Fig 5. Sensitivity Analyses.

All experiments measure the proportion of the population infected, $\widehat{H}$, within 60 days of an outbreak normalized by mean daily contacts per person per day, $\widehat{E}$. We plot $\frac{\widehat{H}}{\widehat{E}}$ for each tracing method across two app adoption rates as well as against a baseline household quarantining scenario. A lower $\frac{\widehat{H}}{\widehat{E}}$ ratio indicates a better trade-off between epidemic control and restriction of population mobility. We use N/A to represent irrelevance of adoption rate in the baseline scenario as no DCT app is deployed. (A) Recommendation Adherence. Illustrates the impact of varying recommendation adherence (e.g. the daily likelihood of getting a test, quarantining, reducing contacts given an in-app notification is received). (B) Symptom reporting. Illustrates the impact of varying the daily rate of symptom reporting. Note: the plot omits BCT because BCT doesn’t incorporate symptoms in its inputs. (C) RT-PCR Testing Capacity. Illustrates the impact of varying the percentage of the population that can receive an RT-PCR test on any given day, ranging from the observed provincial testing capacity of 0.1% to a highly optimistic value of 0.5% of the population. (D) Infectiousness and symptoms. Illustrates the impact of varying the proportion of cases that will not develop symptoms.

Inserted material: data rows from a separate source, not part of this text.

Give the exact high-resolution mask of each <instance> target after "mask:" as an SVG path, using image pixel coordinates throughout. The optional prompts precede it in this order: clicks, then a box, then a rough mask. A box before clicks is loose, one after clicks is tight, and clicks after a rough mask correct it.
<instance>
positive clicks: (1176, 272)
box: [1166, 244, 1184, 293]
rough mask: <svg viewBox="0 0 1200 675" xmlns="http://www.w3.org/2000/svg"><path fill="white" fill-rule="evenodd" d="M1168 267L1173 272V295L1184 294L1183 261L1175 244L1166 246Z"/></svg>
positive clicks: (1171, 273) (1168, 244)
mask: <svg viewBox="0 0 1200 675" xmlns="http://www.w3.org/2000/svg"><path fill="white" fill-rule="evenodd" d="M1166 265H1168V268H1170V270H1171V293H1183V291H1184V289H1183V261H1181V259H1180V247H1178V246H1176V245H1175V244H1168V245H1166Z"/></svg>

Fig 6. Asymptomatic infection ratio.

We vary the relative infectiousness of asymptomatic cases. A value of f implies that the asymptomatic case can potentially infect f times as many people as compared to a symptomatic case. A value of 0.29 is the chosen minimum as described in the epidemiological literature while a higher value of 0.45 is a hypothetical situation describing a more infectious variant of the virus. Once again, we use N/A to represent irrelevance of adoption rate in the baseline scenario as no DCT app is deployed. Gist As the infectiousness of asymptomatic cases increases, their timely and accurate detection becomes increasingly important. Thus, all the scenarios show a degradation in performance. However, owing to the early warning signals of PCT, it retains its advantage across the range of infection ratios.

Fig 7. Cost-effectiveness analysis.

(a) We evaluate the trade-off between temporary productivity loss (TPL) per person and disability-adjusted life years (DALYs) per person for each of the scenarios (HQ, BCT, PCT) at various adoption rates (annotations). (b) Further, we compute incremental cost-effectiveness ratios (ICER) of BCT (pink bars) and PCT (yellow bars) with respect to HQ (unshaded bars) and of PCT with respect to BCT (shaded bars) to quantify these trade-offs with a single metric. The dashed red line represents a willingness-to-pay threshold for new health technologies [33] of $33K in 2020 Canadian dollars (see S5 Appendix for calculations). Gist Increased adoption rates lead to better health outcomes for both BCT and PCT, with PCT performing better than BCT across all adoption rates. Additionally, above 30% adoption, PCT is able to leverage the additional information to dominate BCT, making PCT cost-saving with respect to BCT in this regime. This pareto dominance of PCT over BCT above 30% adoption is shown in figure (b) by negative ICER values of PCT with BCT as a reference intervention (shaded bar). Across all adoption rates, the ICER of PCT is well below the willingness-to-pay threshold for new health technologies. As a final note, increases in the adoption rate of PCT above 50% lead to increasingly cost-saving outcomes.